Vicks personally desires to break down the “superwoman” stereotype mostly associated with black women. She would also like to deconstruct the stigma around black men not being allowed to openly express their own emotions.

Similarly, panelist Jasmine wishes to destroy the stigma surrounding mental health in the community, and rid the mentality that you must be “the strong one” for everyone else, while no one is being the strength for you. This struggle often leads to a lonely, exhausting life for many in the black community. 

Kenney, Jr. stated, “Check in with your strong friends because you never know who really needs help.” 

On the topic of how to better promote black mental health, the panelists talked entirely about normalizing the conversation. It is important to be candid and transparent in order to berid the stigma surrounding mental health and suicide. Though eating right and working out are important to take care of the physical self, it is just as important to take care of your mental self. Kenney, Jr. stated in regard to the black community, “We are progressing, but not as fast as we should be. African American men are still the leading demographic when it comes to suicide.” 

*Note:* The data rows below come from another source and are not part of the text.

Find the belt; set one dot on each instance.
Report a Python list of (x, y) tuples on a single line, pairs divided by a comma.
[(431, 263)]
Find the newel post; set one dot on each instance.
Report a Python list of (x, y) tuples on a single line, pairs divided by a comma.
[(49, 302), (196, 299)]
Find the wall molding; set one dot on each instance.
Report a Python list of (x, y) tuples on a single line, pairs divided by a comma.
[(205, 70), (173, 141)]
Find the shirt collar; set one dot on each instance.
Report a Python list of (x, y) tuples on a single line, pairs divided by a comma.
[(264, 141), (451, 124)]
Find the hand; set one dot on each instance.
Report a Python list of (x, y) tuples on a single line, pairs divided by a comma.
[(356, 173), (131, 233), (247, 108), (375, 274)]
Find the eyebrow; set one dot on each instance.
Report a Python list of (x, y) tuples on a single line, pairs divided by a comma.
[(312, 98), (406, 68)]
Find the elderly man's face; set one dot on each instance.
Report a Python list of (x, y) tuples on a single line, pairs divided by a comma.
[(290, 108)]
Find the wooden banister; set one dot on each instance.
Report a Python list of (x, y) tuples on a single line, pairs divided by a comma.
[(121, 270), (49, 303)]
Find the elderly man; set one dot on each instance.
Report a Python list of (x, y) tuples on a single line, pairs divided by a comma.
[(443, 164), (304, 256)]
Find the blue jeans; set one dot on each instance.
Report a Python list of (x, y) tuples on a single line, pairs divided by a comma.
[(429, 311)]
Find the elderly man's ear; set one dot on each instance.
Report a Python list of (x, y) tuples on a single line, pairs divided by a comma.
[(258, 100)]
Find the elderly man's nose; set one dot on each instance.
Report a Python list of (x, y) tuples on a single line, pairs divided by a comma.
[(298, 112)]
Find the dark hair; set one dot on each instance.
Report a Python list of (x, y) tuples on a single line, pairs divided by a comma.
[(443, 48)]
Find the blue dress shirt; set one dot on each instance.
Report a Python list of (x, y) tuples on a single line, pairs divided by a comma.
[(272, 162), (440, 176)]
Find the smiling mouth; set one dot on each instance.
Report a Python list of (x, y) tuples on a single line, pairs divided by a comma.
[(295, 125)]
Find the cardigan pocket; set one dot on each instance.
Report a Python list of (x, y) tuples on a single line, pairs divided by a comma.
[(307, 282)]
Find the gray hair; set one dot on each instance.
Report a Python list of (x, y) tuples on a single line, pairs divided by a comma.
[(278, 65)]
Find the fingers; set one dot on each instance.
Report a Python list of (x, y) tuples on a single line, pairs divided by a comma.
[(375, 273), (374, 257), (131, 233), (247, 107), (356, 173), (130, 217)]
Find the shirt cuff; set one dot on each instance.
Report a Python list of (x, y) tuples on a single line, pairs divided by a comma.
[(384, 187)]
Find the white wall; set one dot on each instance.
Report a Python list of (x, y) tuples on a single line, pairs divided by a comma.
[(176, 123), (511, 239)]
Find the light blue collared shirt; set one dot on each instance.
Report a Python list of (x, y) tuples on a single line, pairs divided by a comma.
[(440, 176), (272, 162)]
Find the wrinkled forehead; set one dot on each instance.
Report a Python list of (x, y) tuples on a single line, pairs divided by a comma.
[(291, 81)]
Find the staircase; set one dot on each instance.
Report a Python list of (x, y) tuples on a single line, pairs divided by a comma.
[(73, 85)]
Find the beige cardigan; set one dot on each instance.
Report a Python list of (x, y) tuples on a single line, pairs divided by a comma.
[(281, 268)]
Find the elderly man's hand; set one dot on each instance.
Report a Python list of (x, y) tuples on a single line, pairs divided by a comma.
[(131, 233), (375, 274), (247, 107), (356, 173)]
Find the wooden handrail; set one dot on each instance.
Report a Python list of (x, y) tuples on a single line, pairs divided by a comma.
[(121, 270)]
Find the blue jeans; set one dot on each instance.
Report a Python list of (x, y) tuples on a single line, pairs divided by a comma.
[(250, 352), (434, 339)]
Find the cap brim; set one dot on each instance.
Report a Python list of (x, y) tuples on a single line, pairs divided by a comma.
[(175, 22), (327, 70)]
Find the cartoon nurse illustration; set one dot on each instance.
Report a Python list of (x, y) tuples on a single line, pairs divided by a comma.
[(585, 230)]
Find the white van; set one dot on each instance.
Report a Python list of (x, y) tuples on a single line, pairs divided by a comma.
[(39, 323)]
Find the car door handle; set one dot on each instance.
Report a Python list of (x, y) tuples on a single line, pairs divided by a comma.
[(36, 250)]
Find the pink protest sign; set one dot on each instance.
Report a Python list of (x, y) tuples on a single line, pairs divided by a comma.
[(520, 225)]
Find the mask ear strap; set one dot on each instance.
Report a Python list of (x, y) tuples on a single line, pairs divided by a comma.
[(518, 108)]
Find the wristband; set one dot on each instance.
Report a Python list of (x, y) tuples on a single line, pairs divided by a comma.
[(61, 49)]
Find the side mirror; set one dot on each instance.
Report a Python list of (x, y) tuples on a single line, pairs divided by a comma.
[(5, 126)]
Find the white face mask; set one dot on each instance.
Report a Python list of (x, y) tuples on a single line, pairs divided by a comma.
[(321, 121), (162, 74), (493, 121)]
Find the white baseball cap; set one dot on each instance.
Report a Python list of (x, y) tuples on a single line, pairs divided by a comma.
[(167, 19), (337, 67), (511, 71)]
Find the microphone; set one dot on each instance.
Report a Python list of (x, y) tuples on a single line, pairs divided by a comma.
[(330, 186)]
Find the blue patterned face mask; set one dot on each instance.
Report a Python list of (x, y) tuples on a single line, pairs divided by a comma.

Vicks explained how the behavior of surpressing emotions, specifically in the black community, dates back to slavery when many people were forced to do so. Even in today’s society, there is still so much judgment and bias toward black men expressing themselves and their emotions. While the information and resources are out there, the majority are still afraid to reach out—a phenomenon that Vicks herself has coined the “silent but deadly depression of black men”. She said, “We have to meet our people where they feel safe.” 

Johnson brought up an interesting point that the black community often feels safe in barbershops and beauty salons. While you often see it as a trope on television, it can be true for many in the black community to seek places, such as these, as a safe space with lively culture, to talk to people they can relate to. It is said that eighty percent of the black community will not seek mental help because of the stigma surrounding it.  This statistic further proves why having safe, non-judgemental spaces in the black community is so important. Because of the wide world of social media, Johnson states how he personally feels about new podcasts popping up and creating similar conversations that feel just as safe and welcoming. 

The last question for the panelists concerned the healthcare system in today’s America. Kenney, Jr. believes that as an individual everyone has the opportunity to research and do what they feel is best for them, especially since information these days is so readily available. Each panelist discussed the mistrust that the black community may have with the healthcare system, but assured, rather than fearing something you do not understand, it is vital to create a safe space to learn, listen, and reduce any fears or mistrust you may have. Vicks stressed the importance of advocating for the black community to get the treatment they need, and for each and every person to allow themselves the capacity to be well-informed and well-educated in our healthcare system. 

Jasmine stated on behalf of these issues, “There’s no excuse to be doing the same old things in a more modern, accessible world. Hold yourself accountable and get a doctor who you feel would better understand you and what you go through.” 

Following this discussion was a “Q&A” session with the audience, so anyone had an opportunity to ask the panelists their own questions. 

This is an important conversation to have, especially on a college campus, where so many people from different backgrounds and communities come together to coexist. Envisioning a better future and working to increase the health and wellness of the black community is a movement worthy of discussion and celebration. 

This Black History Month, Nicholls State University is packed with: events from the above panelists, awareness tables in the Bollinger Student Union, and spiritual performances in the Mary M. Danos Theater. 

Carry on the conversation in hopes that resources continue to become more available and the welfare of the black community may continue to thrive.